Only black cabs licenced by TfL are allowed to use fare meters in London under law. TfL believes that as the Uber smarphone app is not physically connected to the vehicle, like the meters in black cabs, the app is legal - but it wants a "binding" legal ruling from the High Court.
But the Licensed Taxi Drivers Association (LTDA), which represents the black cab drivers, insists the app equates to being a taximeter, which private vehicles are not allowed to use in London.
The LTDA is not being appeased by TfL going to the High Court, and says its drivers will demonstrate against the Uber app on 11 June, by bringing gridlock to central London streets.
Uber, which is backed financially by Google, said it welcomed TfL's move to try and settle the matter at the High Court. But the company is also facing opposition to its service from licenced cab drivers in Milan, Paris and nationally in Spain. Earlier this year, Uber's service was banned in Brussels.

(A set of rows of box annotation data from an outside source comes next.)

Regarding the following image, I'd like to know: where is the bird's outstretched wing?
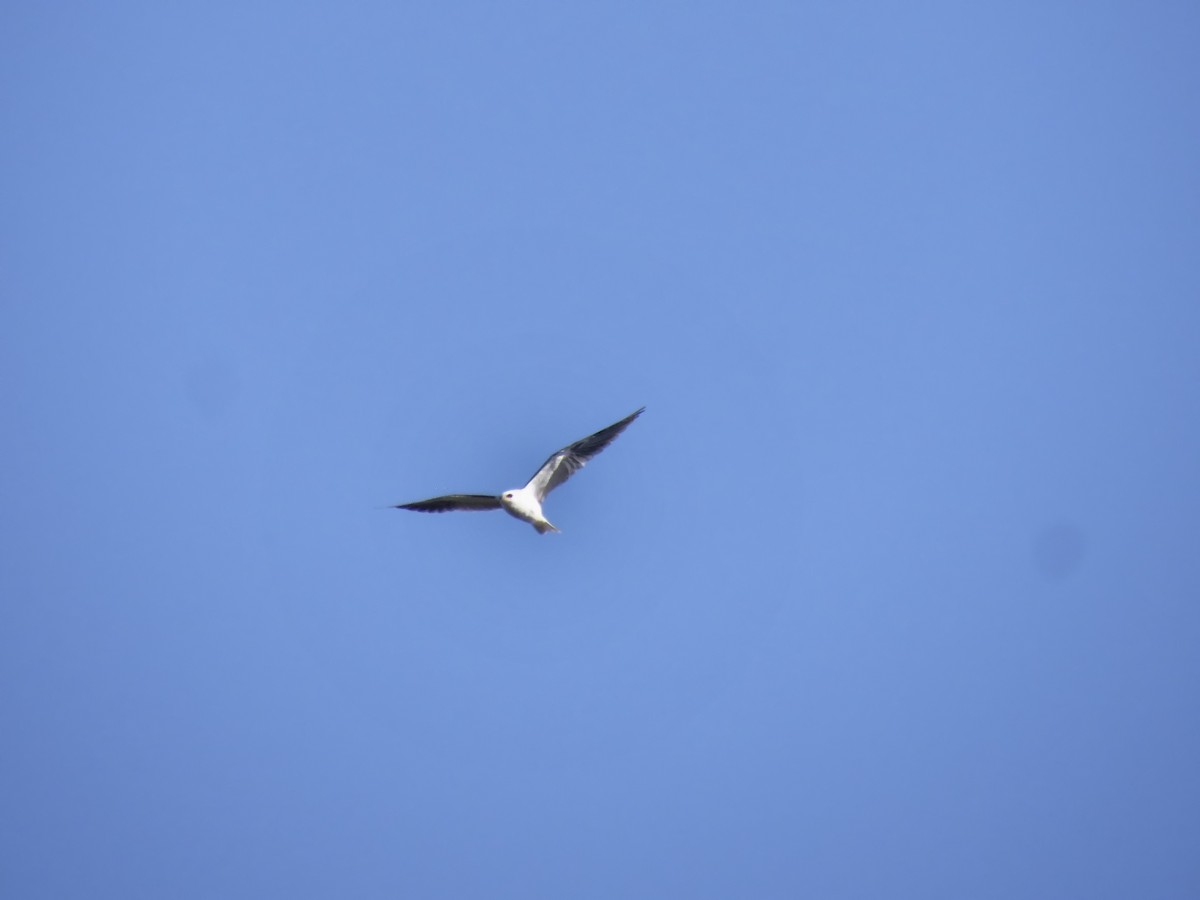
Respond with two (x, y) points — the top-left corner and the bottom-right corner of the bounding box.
(526, 407), (646, 503)
(392, 493), (500, 512)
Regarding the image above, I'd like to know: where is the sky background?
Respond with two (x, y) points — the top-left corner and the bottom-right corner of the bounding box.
(0, 1), (1200, 900)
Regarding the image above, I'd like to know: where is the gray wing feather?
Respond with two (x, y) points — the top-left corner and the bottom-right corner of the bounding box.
(526, 407), (646, 502)
(392, 493), (500, 512)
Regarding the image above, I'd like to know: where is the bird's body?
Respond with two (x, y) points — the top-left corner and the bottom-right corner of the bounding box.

Leon Daniels, TfL's managing director of surface transport, said, "As in many other areas of transport and retail services, apps can offer passengers the potential of better and more convenient services.
He said, "We have carried out the largest compliance operation in our history to ensure that the highest standards are being maintained. On the issue of taximeters, the law is unclear and we have taken a provisional view.
"We will be asking the High Court to provide a binding ruling. This is the sensible approach, and we hope that London's taxi drivers and private hire drivers and operators will work with us to bring clarity on this issue."
Steve McNamara, head of the LTDA, told the BBC, "Our beef is not with Uber but with the regulator which is not enforcing the law and kowtowing in the face of Uber's money."
He claimed, "The reason for the complete collapse of a normally strong and vigilant regulator can only be put down to the fact that TfL are intimidated by the money, power and influence being brought to bear by the enormous presence of Uber's backers Google and Goldman Sachs."